在稍微靠下的位置,牛頭馬面、日夜游神、黑白無常分開站立,再下方的兩邊各處,就零散地站著一些或者穿著鎧甲、或者只是穿著周正的男男女女,甚至在黑白無常的腳邊還有些小貓小狗小狐貍之類的塑像……鬼神的神像們上面散發著跟城隍類似的氣息,只是威壓要輕微很多,那些男女貓狗等身上或許沒有什么類似的威壓,但是本身也都有一種很“正”的氣質,就算是其中的帥哥美女、可愛毛茸茸,讓人看了以后心里也都不會產生什么邪念來。
整個神廟里都有一種特殊的氣場,讓人震驚、震撼,要是虔誠地拜一拜,恐怕還會產生一種從心而起的信符以及身心都被洗滌的清爽與愉悅感。
宗歲重以前雖然不信什么神神鬼鬼的事,可這么多年來因為家人的喜好,所以多少也會在某些時候陪同。但是他確定,無論去過的哪個地方,都沒有這里的“氣質”——這也不奇怪,凡間的寺廟跟真正的神廟當然是大有區別的。

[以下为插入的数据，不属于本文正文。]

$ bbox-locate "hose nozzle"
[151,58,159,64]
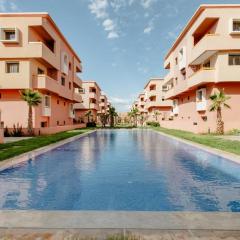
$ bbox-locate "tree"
[108,106,118,127]
[99,113,109,128]
[210,90,230,134]
[128,108,139,126]
[85,110,92,123]
[20,89,42,136]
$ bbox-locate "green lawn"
[0,128,91,161]
[152,127,240,155]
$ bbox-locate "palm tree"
[20,89,42,136]
[108,107,118,127]
[99,113,109,128]
[210,90,230,134]
[128,108,139,126]
[85,110,92,123]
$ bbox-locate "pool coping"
[0,210,240,231]
[149,128,240,164]
[0,129,240,231]
[0,130,97,172]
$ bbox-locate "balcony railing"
[33,75,59,93]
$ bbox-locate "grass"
[152,127,240,155]
[0,128,91,161]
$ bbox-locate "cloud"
[166,24,182,39]
[103,18,115,31]
[143,26,153,34]
[107,31,119,39]
[0,0,7,12]
[0,0,19,12]
[9,2,18,11]
[141,0,155,9]
[88,0,108,18]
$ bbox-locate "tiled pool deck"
[0,129,240,240]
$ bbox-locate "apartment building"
[98,93,109,113]
[0,13,82,134]
[74,81,101,123]
[163,4,240,133]
[0,111,4,143]
[142,78,172,122]
[137,93,147,115]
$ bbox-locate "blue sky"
[0,0,240,111]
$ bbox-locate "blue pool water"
[0,130,240,212]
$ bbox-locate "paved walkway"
[4,137,32,143]
[221,135,240,141]
[0,229,240,240]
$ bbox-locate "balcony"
[89,103,99,110]
[26,42,57,69]
[73,74,82,88]
[33,75,60,94]
[196,100,207,112]
[189,34,239,65]
[73,93,83,103]
[187,68,215,89]
[99,102,105,107]
[42,106,51,117]
[89,92,97,99]
[172,106,179,115]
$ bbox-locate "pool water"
[0,130,240,212]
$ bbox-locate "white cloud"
[141,0,155,9]
[0,0,19,12]
[143,26,153,33]
[88,0,108,18]
[103,18,115,31]
[0,0,7,12]
[107,31,119,39]
[9,2,18,11]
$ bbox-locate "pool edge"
[149,129,240,164]
[0,130,97,172]
[0,210,240,231]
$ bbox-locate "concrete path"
[0,229,240,240]
[4,137,32,143]
[220,135,240,141]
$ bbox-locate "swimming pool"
[0,130,240,212]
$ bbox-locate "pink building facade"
[0,13,85,134]
[74,81,101,123]
[162,5,240,133]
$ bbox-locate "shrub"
[228,129,240,135]
[147,122,160,127]
[11,124,23,137]
[4,127,11,137]
[87,122,97,127]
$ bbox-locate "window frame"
[5,62,20,74]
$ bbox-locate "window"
[232,19,240,32]
[44,96,51,108]
[5,30,16,40]
[175,57,178,65]
[38,68,44,75]
[41,122,47,127]
[228,54,240,65]
[61,77,65,86]
[203,60,211,68]
[78,88,85,93]
[197,91,203,102]
[6,62,19,73]
[0,28,19,43]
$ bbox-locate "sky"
[0,0,240,112]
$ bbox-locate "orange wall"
[162,83,240,133]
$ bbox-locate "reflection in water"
[0,130,240,211]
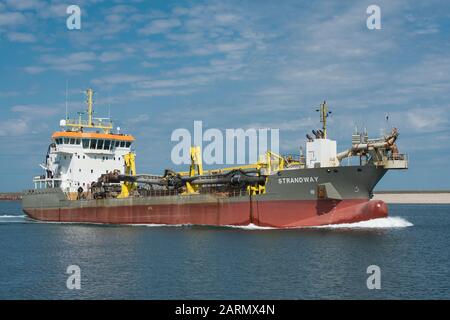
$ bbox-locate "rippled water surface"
[0,202,450,299]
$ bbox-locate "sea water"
[0,202,450,299]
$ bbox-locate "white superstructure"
[306,139,339,168]
[33,89,134,194]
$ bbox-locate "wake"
[311,217,413,229]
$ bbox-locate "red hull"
[24,199,387,228]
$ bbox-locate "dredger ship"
[22,89,408,228]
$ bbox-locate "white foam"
[0,214,26,219]
[125,223,192,227]
[223,223,278,230]
[311,217,413,229]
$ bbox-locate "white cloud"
[6,0,44,10]
[7,32,36,43]
[138,18,181,35]
[0,12,27,27]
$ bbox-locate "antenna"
[66,79,69,120]
[316,101,331,139]
[86,88,94,126]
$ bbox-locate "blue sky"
[0,0,450,191]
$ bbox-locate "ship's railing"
[139,188,248,197]
[387,153,408,161]
[33,176,62,189]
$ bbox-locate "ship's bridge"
[33,89,135,197]
[52,131,134,154]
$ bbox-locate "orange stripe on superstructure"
[52,131,134,141]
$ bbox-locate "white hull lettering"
[278,177,319,184]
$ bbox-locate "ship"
[22,89,408,228]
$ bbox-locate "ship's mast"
[86,88,94,126]
[316,101,331,139]
[63,88,113,133]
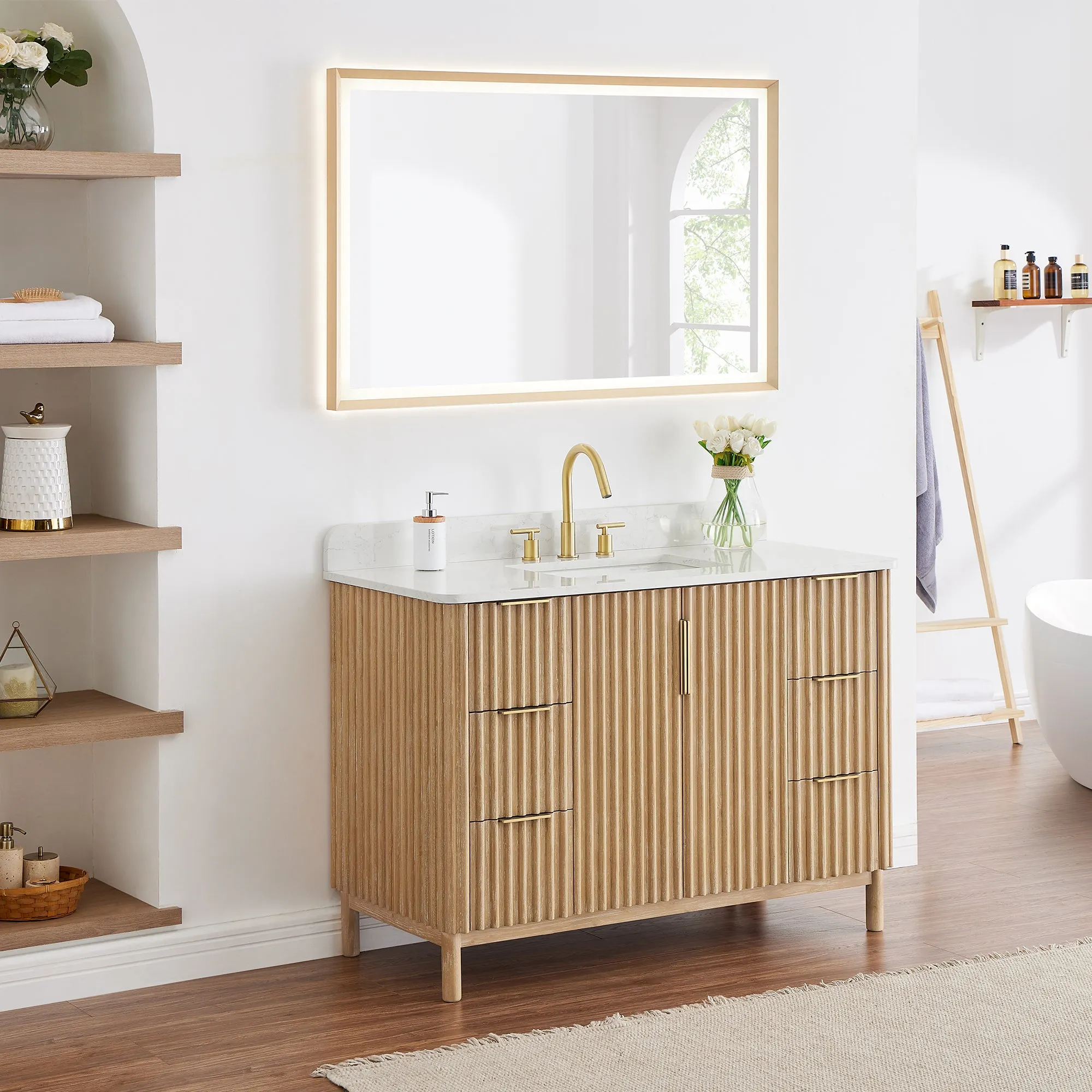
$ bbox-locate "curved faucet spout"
[558,443,610,560]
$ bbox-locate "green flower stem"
[708,478,755,549]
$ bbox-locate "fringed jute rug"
[314,937,1092,1092]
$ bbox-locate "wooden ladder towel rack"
[917,290,1023,744]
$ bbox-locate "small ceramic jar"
[0,425,72,531]
[23,845,61,887]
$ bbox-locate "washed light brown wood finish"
[470,705,572,821]
[330,584,470,934]
[465,598,572,712]
[331,573,890,1000]
[0,879,182,951]
[788,672,879,781]
[0,514,182,561]
[682,580,788,897]
[0,341,182,368]
[572,589,682,914]
[788,572,881,679]
[471,811,572,929]
[0,149,182,180]
[0,690,182,751]
[788,771,880,882]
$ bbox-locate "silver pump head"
[420,489,448,519]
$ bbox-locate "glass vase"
[0,70,54,152]
[701,466,765,549]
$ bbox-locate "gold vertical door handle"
[679,618,690,695]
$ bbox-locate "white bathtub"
[1025,580,1092,788]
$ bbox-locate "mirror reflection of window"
[669,98,758,376]
[332,73,776,408]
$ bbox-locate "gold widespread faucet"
[558,443,610,561]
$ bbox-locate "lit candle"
[0,664,38,716]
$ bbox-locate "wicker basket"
[0,865,87,922]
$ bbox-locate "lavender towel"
[917,327,945,613]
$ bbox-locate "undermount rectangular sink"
[509,556,700,583]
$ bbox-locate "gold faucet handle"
[508,527,542,562]
[595,523,626,557]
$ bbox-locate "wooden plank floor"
[0,725,1092,1092]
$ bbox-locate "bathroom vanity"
[325,506,891,1001]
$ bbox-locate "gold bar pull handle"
[679,618,690,695]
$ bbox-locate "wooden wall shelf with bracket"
[971,298,1092,360]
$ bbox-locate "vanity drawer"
[468,597,572,713]
[788,770,880,881]
[470,705,572,820]
[788,672,879,781]
[788,572,880,679]
[470,811,572,929]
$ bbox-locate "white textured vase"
[0,425,72,531]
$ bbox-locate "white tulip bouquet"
[693,414,778,549]
[0,23,91,152]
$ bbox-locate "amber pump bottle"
[1043,257,1064,299]
[1069,254,1089,299]
[1023,250,1043,299]
[994,242,1017,299]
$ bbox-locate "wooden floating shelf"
[0,880,182,951]
[0,341,182,368]
[0,149,182,180]
[0,690,182,751]
[971,297,1092,307]
[0,515,182,561]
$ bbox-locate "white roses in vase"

照理說,進入了真神的神廟,凡人理應拜上一拜,宗歲重看著那上方肅然站立的城隍神像,卻沒辦法產生那種頂禮膜拜的敬畏感,還挺奇怪的,讓他心里不由想著,難道是跟小學弟太熟了?不過,以前小學弟也讓他不要拜,他自己的黑洞也確實很奇怪,可能就跟他以前想的一樣,真的有什么特殊的原因吧。
阮椒靜靜地等宗歲重打量了有十來分鐘,再看時間快到十二點,才開口說道:“學長,我要開始了。我用神身去陰間,城隍印是帶過去的,這神廟里頭我的陽世身就得拜托學長你幫忙我看著點兒了。”
宗歲重回過神,鄭重說道:“放心。”
他請了年假過來,也是因為聽說小學弟要用神身下去,到底還是不放心把小學弟的陽世身完全交托給鬼神們。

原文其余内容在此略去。